The dividing line of New York's 19th Congressional District twists and loops through upper Manhattan like a traveler who has lost his way. From the corner of 62nd Street and Central Park West, the boundary turns sharply at Amsterdam Avenue and extends northward to 164th Street, then follows the East River shoreline south to Roosevelt Island, taking in all of Harlem and a large chunk of the East Side.

This is the area that U.S. Congressman Charles Rangel has represented ever since he was sent to Washington in 1971, after defeating the colorful and controversial Adam Clayton Powell Jr. in the Democratic primary. Today, as firmly in control of the seat as Powell was during his height of popularity, Congressman Rangel stands virtually unopposed in his quest for a fifth term.

"I have received the Democratic endorsement, the Republican endorsement, and the Liberal endorsement," says Rangel one Friday afternoon at the towering State Office Building on 125th Street. "I am assuming that the Socialist Workers Party and the Communist Party will be filing. They normally do. In the last election I got 96.4 percent of the vote."

Whereas the late Powell had wide appeal only among the city's blacks, Rangel gained the support of many Harlem residents plus a large majority of liberal whites on the upper West Side. It was they who provided him with a 150-vote margin of victory over Powell in 1970. In the present 95th Congress, Rangel has had the most liberal voting record of any congressman from New York state. And while he has continued to give a great deal of attention to Harlem's problems of health care, unemployment and drugs, Rangel has recently had more demands placed on his time as a member of the powerful House Ways and Means Committee. The first black ever to serve on the committee, he is currently 11th in seniority and will be seventh in the next Congress.

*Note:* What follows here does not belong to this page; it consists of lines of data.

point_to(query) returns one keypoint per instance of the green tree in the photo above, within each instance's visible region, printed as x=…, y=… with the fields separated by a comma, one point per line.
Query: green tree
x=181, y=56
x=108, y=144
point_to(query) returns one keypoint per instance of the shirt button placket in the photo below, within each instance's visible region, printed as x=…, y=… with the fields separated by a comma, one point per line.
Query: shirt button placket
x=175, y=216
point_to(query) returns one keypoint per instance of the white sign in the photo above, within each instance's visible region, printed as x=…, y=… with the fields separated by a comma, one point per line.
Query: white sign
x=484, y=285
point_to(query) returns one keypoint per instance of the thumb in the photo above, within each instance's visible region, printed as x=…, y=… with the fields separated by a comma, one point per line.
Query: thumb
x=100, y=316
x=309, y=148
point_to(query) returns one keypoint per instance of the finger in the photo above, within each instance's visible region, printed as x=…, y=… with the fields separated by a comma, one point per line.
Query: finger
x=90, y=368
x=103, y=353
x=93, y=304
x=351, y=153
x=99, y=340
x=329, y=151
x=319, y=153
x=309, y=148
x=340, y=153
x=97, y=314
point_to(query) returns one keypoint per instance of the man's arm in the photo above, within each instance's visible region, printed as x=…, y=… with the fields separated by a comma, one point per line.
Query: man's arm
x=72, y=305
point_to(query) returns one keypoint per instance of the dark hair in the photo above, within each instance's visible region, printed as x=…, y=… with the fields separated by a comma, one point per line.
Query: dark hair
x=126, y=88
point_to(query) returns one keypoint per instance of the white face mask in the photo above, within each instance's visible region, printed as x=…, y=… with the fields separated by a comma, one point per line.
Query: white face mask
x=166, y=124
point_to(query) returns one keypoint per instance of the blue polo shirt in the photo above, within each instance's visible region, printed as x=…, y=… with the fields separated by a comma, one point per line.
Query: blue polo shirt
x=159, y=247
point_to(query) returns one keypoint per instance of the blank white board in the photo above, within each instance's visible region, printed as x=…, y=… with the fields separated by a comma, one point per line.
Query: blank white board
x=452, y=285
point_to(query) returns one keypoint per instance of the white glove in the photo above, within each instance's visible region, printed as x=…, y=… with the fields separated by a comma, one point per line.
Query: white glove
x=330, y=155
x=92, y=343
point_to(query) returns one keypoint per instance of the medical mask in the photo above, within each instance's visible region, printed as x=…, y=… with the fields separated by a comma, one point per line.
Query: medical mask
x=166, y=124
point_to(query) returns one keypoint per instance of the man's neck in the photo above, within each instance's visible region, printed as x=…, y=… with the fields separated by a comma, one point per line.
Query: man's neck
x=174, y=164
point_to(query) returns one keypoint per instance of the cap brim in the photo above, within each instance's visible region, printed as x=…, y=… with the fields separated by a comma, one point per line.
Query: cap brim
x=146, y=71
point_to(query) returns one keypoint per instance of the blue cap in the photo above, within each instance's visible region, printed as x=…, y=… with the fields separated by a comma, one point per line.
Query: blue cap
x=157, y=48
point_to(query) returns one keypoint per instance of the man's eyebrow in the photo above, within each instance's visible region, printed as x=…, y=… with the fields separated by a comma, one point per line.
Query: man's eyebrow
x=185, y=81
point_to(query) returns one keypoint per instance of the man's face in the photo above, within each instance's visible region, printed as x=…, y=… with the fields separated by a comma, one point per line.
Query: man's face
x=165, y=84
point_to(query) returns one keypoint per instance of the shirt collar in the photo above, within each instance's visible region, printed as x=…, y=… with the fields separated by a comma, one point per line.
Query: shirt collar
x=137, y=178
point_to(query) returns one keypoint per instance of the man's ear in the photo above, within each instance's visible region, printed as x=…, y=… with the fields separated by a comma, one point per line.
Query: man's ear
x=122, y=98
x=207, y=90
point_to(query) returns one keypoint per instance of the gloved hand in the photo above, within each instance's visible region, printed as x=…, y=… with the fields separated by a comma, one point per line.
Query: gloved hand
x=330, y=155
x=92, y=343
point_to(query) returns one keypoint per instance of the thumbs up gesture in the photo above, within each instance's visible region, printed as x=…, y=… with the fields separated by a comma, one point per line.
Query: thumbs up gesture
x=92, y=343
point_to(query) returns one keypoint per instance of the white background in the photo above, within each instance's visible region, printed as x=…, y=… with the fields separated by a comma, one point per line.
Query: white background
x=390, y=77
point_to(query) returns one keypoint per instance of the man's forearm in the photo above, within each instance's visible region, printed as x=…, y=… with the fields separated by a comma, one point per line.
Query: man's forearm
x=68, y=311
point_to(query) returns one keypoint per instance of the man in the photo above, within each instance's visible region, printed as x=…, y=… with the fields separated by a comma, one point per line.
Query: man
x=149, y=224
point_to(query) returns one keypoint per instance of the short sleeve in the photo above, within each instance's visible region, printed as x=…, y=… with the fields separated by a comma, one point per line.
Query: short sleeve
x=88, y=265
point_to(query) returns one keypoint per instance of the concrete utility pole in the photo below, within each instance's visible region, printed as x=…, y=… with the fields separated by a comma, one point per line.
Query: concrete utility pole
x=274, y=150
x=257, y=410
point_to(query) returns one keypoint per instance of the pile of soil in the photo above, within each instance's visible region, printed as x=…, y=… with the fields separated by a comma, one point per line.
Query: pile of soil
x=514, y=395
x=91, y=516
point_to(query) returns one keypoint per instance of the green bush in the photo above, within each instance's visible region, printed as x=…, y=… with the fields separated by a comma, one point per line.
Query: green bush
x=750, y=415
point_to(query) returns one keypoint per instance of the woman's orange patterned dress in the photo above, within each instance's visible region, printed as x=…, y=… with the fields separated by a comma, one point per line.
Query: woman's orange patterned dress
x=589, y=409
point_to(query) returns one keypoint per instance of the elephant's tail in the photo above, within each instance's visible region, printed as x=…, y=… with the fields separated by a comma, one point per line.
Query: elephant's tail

In his New York office, where he generally spends two days per week, Rangel appears surprisingly fresh and relaxed at the end of a working day. As we settle into the interview, the elegantly dressed congressman with the graying moustache and the rasping voice proves himself very much the politician. He uses each question as a springboard to launch into his favorite topics -- for example, his access to President Carter.